Ce qui a changé — et ce qui ne change pas assez vite
Depuis les faits, le paysage s'est transformé. La Nation atikamekw a développé son propre modèle d'intervention, le Système d'intervention d'autorité atikamekw, qui permet à des instances communautaires de prendre en charge des dossiers de protection de la jeunesse selon des façons de faire ancrées dans la culture et la langue. La loi fédérale sur les services à l'enfance et à la famille autochtones, entrée en vigueur en 2020 et dont la validité constitutionnelle a été confirmée par la Cour suprême du Canada en février 2024, reconnaît quant à elle la compétence des peuples autochtones en la matière.
Sur papier, un enfant de Wemotaci a donc aujourd'hui davantage de chances d'être confié à une famille de sa communauté ou de sa parenté élargie qu'en 2006. Dans la pratique, le manque de familles d'accueil dans les communautés, la crise du logement et le sous-financement chronique des services sociaux en milieu autochtone limitent l'effet de ces avancées. Les rapports de suivi produits ces dernières années sur l'application des appels à l'action de la commission Viens ont d'ailleurs répété la même chose : les gestes concrets tardent, particulièrement en région.
Ce qui suit
La procédure n'est pas terminée. Les observations sur la peine devront être présentées, et le tribunal entendra vraisemblablement des déclarations des victimes. C'est souvent à cette étape que le poids réel des gestes se dit publiquement, dans les mots de ceux qui les ont subis. La défense pourra ensuite évaluer l'opportunité d'un appel.
Pour les communautés atikamekw, la portée du verdict dépasse le sort d'une accusée. Il établit qu'un tribunal siégeant à La Tuque a cru trois jeunes Atikamekw racontant ce qui leur est arrivé dans une famille d'accueil du Haut-Saint-Maurice.
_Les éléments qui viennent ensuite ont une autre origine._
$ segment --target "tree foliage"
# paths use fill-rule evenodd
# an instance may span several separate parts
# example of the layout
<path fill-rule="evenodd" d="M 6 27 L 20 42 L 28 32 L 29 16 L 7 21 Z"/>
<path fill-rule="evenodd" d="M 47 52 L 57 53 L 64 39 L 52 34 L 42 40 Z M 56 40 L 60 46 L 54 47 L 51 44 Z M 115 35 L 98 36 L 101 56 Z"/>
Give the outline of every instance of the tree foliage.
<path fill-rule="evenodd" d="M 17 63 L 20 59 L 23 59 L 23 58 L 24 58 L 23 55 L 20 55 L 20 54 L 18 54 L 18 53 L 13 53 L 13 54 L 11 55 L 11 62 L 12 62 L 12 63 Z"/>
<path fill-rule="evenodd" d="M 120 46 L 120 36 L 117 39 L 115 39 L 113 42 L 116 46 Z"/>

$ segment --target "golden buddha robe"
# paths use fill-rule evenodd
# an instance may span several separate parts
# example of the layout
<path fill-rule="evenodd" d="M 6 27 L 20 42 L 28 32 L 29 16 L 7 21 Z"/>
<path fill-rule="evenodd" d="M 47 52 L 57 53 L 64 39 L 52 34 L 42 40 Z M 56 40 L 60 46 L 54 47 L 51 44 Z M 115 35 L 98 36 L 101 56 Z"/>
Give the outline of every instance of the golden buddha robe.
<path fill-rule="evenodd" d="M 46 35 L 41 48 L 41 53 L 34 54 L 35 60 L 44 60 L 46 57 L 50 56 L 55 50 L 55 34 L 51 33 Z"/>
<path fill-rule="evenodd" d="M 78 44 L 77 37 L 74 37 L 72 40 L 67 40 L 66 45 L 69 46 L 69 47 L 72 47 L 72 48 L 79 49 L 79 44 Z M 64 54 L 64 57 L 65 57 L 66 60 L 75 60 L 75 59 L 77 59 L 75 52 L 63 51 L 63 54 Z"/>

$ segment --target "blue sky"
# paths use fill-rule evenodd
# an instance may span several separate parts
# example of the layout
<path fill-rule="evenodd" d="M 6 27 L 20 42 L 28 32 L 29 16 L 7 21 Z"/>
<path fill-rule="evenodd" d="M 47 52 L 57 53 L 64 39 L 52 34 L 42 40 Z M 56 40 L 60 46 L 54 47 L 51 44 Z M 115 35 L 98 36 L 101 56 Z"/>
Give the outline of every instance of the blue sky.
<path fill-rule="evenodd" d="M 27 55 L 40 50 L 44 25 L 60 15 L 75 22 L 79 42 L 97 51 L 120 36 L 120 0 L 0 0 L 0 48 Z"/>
Dans un contexte où les commissions Viens et Laurent ont documenté la méfiance profonde des familles autochtones envers les services publics, ce simple fait n'est pas anodin.
Il reste toutefois une question que le procès criminel, par nature, ne pouvait pas trancher : comment ces enfants ont-ils pu rester dans ce milieu pendant des années sans que le système s'en aperçoive? Cette réponse-là ne viendra pas d'un palais de justice. Elle relève du réseau de la santé et des services sociaux, du gouvernement du Québec et des instances atikamekw — et elle est attendue depuis longtemps dans le Haut-Saint-Maurice.